Em casos mais graves pode causar pneumonia grave com insuficiência respiratória aguda, falência renal e de outros órgãos, e eventual morte. Contudo, a maioria dos casos recupera sem sequelas. A doença pode durar até cinco semanas.
Considera-se atualmente uma pessoa curada quando apresentar dois testes diagnósticos consecutivos negativos. Os testes são realizados com intervalos de 2 a 4 dias, até haver resultados negativos. A duração depende de cada doente, do seu sistema imunitário e de haver ou não doenças crónicas associadas, que alteram o nível de risco.
A Covid-19 transmite-se por contacto próximo com pessoas infetadas pelo vírus, ou superfícies e objetos contaminados. Quando tossimos ou espirramos libertamos gotículas pelo nariz ou boca que podem atingir diretamente a boca, nariz e olhos de quem estiver próximo. Estas gotículas podem depositar-se nos objetos ou superfícies que rodeiam a pessoa infetada.
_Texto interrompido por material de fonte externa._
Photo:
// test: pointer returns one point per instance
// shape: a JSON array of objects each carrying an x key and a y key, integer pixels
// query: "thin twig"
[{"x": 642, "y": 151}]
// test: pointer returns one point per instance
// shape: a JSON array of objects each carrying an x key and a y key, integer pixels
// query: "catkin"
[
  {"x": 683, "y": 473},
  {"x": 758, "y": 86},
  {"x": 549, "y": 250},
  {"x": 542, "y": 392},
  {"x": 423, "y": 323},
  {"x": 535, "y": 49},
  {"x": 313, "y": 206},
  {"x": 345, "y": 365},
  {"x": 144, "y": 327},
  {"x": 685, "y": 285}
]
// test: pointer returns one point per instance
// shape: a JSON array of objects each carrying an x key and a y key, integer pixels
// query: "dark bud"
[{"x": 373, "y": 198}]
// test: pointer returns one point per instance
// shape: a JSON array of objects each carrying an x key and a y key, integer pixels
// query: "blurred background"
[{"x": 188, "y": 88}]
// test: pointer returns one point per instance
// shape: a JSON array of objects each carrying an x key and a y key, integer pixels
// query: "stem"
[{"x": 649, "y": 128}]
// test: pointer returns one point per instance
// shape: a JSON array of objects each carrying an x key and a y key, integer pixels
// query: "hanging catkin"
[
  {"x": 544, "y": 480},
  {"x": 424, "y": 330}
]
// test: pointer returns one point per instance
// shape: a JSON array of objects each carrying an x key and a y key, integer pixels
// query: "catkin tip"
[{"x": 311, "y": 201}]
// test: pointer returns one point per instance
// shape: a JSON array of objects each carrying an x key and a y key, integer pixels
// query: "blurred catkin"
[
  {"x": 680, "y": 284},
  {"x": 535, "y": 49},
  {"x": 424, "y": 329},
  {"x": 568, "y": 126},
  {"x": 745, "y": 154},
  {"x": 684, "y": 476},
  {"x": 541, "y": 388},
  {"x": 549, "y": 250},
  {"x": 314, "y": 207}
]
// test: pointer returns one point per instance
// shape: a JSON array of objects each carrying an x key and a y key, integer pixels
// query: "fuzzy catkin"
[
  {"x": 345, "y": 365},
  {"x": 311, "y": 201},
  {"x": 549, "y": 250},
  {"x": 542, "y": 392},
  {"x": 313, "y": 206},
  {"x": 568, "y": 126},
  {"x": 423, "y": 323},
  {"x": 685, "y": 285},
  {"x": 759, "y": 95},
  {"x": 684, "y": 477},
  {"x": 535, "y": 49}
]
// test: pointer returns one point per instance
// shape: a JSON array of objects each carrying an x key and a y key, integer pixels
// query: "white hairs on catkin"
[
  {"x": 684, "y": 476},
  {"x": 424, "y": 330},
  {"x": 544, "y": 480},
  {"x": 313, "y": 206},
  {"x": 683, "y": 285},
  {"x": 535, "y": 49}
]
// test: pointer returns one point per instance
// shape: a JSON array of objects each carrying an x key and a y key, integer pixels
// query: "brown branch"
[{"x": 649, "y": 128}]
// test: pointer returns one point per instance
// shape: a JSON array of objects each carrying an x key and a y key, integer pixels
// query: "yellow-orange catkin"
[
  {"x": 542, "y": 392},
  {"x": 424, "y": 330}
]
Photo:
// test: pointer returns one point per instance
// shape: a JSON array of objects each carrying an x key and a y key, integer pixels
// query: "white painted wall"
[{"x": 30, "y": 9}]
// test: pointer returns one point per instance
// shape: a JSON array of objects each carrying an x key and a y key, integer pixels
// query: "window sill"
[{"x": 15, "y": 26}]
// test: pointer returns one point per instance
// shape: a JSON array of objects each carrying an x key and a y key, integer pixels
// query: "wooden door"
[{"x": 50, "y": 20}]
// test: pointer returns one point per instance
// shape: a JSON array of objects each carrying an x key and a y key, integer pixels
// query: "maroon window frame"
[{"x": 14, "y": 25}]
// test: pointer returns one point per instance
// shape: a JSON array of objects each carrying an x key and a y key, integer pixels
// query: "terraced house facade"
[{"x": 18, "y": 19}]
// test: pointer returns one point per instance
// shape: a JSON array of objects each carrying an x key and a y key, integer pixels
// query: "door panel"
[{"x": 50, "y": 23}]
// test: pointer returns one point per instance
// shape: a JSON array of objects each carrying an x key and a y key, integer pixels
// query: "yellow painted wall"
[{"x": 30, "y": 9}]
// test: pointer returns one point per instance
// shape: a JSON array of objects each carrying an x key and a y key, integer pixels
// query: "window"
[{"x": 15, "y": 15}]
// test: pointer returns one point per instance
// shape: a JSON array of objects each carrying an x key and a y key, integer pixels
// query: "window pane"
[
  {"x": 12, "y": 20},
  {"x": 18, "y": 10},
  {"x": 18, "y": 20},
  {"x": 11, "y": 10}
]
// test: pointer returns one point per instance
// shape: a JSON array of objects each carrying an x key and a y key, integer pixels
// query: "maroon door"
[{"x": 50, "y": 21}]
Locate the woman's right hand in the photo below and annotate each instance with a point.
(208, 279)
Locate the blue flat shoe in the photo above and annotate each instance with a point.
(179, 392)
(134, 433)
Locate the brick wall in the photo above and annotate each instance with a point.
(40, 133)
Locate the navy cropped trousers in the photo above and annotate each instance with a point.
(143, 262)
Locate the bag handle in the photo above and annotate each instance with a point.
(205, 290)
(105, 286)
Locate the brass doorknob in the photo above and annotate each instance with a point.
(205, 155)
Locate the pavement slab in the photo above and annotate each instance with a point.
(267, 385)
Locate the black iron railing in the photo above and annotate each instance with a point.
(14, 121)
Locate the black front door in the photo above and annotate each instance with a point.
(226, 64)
Por sua vez, outras pessoas podem infetar-se ao tocar nestes objetos ou superfícies e depois tocar nos olhos, nariz ou boca com as mãos.
Estima-se que o período de incubação da doença (tempo decorrido desde a exposição ao vírus até ao aparecimento de sintomas) seja entre 2 e 14 dias. A transmissão por pessoas assintomáticas (sem sintomas) ainda está a ser investigada.
Vários laboratórios no mundo procuram atualmente uma vacina ou tratamento para a Covid-19, sendo que o tratamento para a infeção é dirigido aos sinais e sintomas que os doentes apresentam.